For economic damages, the dataset is also processed further. This time, we will look at the two different type of damages and how they are distributed.

# Summarize and arrange the economic data - by total economic damage
eco1 <- x %>% 
      group_by(EVTYPE) %>%
      summarise(crop_all = round(sum(CROPDMG),0), 
                prop_all = round(sum(PROPDMG),0), 
                totals = round(sum(total_eco),0)) %>%
      arrange(desc(totals))

These data are also combined into a single Figure, shown later in the results section.

# Plot 4: Total Economic Damage
p4 <- ggplot(eco1[1:10,], aes(x = reorder(EVTYPE, -totals), y = totals, fill = "Total")) +
      geom_bar(stat = "identity", alpha = 0.5) +
      geom_bar(stat = "identity", aes(x = reorder(EVTYPE, -totals), y = prop_all, fill = "Property")) +
      theme_bw() +
      theme(axis.text.x = element_text(angle=90, vjust=0.5)) + 
      ggtitle("Total and Property Damage by Event Type from 1997 - 2011") +
      xlab("Event Type") +
      ylab("Damage Amounts") +
      scale_y_continuous(labels = abbreviate) +
      scale_fill_discrete(name="", guide = guide_legend(reverse = TRUE))

Results

The processed data are now used to visualize our findings graphically. Tables, where needed, are also showing all or the required part of the data to explain the charts.

Population Consequences Results

The weather events causing the highest damage amoung the population across the United States are shown in the table below:

# Table of consolidated results
pop2 <- pop2 %>% arrange(desc(totals))
library(knitr)
kable(pop2[1:10,], col.names = c("Event Types", "Fatalities", "Injuries", "Total"))
Event Types Fatalities Injuries Total
TORNADO 1485 19962 21447
EXCESSIVE HEAT 1761 6332 8093
FLOOD 381 6740 7121
LIGHTNING 598 3826 4424
TSTM WIND 219 3305 3524
FLASH FLOOD 795 1630 2425
THUNDERSTORM WIND 130 1400 1530
HEAT 237 1222 1459
WINTER STORM 167 1042 1209
HIGH WIND 211 970 1181
print(p1)

Figure-1: Fatalities vs. Injuries over 5-year periods from 1997 - 2011.

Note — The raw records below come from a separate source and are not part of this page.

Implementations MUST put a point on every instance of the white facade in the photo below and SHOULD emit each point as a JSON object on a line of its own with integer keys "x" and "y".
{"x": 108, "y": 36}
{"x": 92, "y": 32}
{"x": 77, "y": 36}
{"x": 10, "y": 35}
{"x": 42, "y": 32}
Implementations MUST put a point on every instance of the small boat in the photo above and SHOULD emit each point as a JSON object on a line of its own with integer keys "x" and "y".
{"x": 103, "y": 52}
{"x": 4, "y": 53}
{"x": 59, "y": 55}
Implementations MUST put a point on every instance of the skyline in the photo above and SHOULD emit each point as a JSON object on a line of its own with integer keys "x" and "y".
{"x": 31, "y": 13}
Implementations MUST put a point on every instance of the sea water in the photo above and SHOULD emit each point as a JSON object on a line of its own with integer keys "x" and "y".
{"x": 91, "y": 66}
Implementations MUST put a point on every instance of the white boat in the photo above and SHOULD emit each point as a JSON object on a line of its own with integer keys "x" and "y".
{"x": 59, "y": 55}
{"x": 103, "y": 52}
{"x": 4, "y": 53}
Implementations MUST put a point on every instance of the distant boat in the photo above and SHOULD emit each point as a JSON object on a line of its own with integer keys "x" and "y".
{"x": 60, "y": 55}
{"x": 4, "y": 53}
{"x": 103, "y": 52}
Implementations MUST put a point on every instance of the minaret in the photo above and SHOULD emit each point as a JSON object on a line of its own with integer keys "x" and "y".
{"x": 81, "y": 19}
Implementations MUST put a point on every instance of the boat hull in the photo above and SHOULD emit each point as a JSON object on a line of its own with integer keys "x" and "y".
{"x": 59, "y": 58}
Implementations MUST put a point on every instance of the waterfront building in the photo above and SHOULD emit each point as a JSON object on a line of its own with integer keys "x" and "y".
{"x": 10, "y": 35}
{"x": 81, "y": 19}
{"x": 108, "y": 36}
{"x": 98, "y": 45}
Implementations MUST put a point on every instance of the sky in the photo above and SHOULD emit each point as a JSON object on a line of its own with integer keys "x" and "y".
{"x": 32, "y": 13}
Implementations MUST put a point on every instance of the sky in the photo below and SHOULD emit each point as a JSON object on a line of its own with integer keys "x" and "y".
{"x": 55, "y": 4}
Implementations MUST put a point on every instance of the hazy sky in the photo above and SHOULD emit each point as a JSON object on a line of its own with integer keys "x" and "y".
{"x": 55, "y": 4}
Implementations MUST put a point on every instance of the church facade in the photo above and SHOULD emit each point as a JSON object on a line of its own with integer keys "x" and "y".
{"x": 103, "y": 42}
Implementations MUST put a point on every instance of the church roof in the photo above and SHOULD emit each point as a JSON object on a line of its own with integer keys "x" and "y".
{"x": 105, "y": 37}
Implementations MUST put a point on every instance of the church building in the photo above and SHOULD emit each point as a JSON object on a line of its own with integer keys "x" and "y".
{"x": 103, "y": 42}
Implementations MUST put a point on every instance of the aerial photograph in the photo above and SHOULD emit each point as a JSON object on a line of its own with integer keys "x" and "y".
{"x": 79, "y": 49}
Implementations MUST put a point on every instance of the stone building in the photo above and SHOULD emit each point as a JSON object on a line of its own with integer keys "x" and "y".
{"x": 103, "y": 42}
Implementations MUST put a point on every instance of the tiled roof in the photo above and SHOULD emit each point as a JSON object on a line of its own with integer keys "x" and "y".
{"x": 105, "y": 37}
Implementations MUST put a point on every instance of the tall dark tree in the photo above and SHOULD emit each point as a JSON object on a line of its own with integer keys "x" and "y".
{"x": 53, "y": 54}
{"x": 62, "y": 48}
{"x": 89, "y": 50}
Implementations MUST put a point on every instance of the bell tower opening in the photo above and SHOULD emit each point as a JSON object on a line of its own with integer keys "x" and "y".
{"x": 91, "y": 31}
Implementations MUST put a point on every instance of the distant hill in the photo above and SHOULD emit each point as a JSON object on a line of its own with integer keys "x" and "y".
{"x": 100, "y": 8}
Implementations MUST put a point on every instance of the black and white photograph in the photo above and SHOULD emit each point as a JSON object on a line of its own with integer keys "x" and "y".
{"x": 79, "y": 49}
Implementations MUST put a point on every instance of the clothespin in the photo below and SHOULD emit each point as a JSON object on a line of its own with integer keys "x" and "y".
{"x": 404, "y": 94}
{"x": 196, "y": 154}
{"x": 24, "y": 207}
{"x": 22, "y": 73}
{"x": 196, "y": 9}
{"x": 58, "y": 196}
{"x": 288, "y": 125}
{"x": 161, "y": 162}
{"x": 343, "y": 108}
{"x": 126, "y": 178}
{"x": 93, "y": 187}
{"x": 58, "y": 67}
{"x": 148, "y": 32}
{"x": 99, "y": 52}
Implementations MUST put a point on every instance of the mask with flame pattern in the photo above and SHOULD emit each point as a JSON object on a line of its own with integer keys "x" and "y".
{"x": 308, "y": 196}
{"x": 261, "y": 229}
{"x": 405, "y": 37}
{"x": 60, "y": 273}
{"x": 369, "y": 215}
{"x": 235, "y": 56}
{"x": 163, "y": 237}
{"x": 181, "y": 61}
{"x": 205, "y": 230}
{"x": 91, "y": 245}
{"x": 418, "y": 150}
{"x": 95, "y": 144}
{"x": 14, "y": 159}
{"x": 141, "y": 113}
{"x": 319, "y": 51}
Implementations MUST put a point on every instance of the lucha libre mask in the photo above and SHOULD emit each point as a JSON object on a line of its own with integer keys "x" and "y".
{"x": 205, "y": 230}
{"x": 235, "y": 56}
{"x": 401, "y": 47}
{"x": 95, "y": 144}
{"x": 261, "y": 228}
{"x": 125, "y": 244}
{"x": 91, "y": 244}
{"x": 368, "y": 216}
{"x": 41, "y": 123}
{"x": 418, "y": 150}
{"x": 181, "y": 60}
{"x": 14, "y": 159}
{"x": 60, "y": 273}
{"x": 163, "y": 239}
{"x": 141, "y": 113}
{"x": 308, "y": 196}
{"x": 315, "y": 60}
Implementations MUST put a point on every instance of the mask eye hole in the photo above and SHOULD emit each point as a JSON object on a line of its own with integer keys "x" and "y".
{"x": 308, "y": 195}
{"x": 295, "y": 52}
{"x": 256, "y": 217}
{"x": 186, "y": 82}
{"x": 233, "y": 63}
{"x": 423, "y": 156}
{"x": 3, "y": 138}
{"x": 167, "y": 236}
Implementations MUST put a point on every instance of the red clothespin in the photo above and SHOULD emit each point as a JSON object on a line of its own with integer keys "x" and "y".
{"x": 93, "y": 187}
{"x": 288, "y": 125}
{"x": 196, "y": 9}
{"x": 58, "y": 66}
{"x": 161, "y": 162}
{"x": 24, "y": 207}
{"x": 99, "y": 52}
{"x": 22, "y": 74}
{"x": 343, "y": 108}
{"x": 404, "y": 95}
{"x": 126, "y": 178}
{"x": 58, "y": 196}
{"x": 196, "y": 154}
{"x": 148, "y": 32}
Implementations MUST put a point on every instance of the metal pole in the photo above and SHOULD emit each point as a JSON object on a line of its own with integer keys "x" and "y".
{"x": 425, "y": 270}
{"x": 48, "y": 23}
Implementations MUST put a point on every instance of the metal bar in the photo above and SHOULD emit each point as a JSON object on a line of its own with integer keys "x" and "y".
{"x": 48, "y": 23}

Figure-1 shows that there are two weather events that cause the most number of fatalities: Tornado and Excessive Heat. In third place, when looking at total damages, comes Flood, though these cause less fatalities than Lightning, but many more injuries.

print(p2)

Figure-2: Consolidated Fatalities vs. Injuries from 1997 - 2011 by Severe Weather Events.

Figure-2 confirms above interpretation; however it is notable that Flood, while being on third place, only occurred in the 1997-2001 period. In the 10 years afterwards, flooding appears but only resulting in minor damages to the population.

Economic Damages Results

From the summary table below it is clear that the top three weather events for causing severe damages are TSTM Wind, Flash Flood and Tornado. The damage severity is declining linearly until Lightning, where it drops rapidly to approximately half of the next severe event.

kable(eco1[1:10,], col.names = c("Event Types", "Crop Damage", "Property Damage", "Total"))
Event Types Crop Damage Property Damage Total
TSTM WIND 98746 1215890 1314636
FLASH FLOOD 146418 1156462 1302880
TORNADO 86111 1125792 1211903
HAIL 473313 544038 1017351
FLOOD 146402 803805 950207
THUNDERSTORM WIND 66663 862257 928920
LIGHTNING 1852 463150 465002
HIGH WIND 13872 290030 303901
WINTER STORM 1538 115809 117347
WILDFIRE 4364 83007 87372
print(p4)

Figure-3: Total and Property Damage by Event Type from 1997 - 2011. The main damage is done to property (compared to damage to crops).

Figure-3 shows that most of the damage is sustained by property. Only during Hail the damage amounts between property and crops are comparable.